Cloud Application Security (Chapter 6)

Question 1

What are the Common Cloud Application Deployment Pitfalls?

Answer 1

• Performance
• Scalability
• Interoperability
• Portability
• Availabiltiy and Reliability
• API Security

Question 2

Common Cloud Application Deployment Pitfalls: Explain Performance pitfalls.

Answer 2

Cloud software development often relies on loosely coupled services. That means that designing for performance and ensuring performance goals are met can be complex, as multiple components may interact in unexpected ways, even in relatively simple designs.

The same complexity that can lead to performance issues can also allow developers to operate at almost any scale without maintaining infrastructure for the highest use cases, even when the solution is not being heavily used.

Question 3

Common Cloud Application Deployment Pitfalls: Explain Scalability Pitfalls.

Answer 3

One of the key features of cloud environments is the ability to scale, allowing applications and services to grow and shrink as need and demands fluctuate.

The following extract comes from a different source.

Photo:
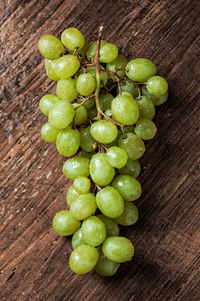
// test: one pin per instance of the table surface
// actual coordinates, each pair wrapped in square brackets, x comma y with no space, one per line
[34,260]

It needs to be able to run across many instances at once, to retain state regardless of which instance or server is handling requests, and to handle faults with individual servers cleanly.

At the same time, developers need to ensure that data remains secure in transit at rest in an environment that is scaling as needed.

Question 4

Common Cloud Application Deployment Pitfalls: Explain Interoperability Pitfalls.

Answer 4

Interoperability, or the ability to work across platforms, services, or systems, can be very important for cloud environments.

If you are providing a service, being able to interoperate with the systems that customers rely on can be a business advantage. If you are running your own services, being able to work on multiple platforms or in different cloud provider environments can help control costs and increase your options for hosting and service provider choice.

Question 5

Common Cloud Application Deployment Pitfalls: Explain Portability Pitfalls.

Answer 5

Designing software that can move between on-premises and cloud environments, or between cloud providers, requires that the software be portable.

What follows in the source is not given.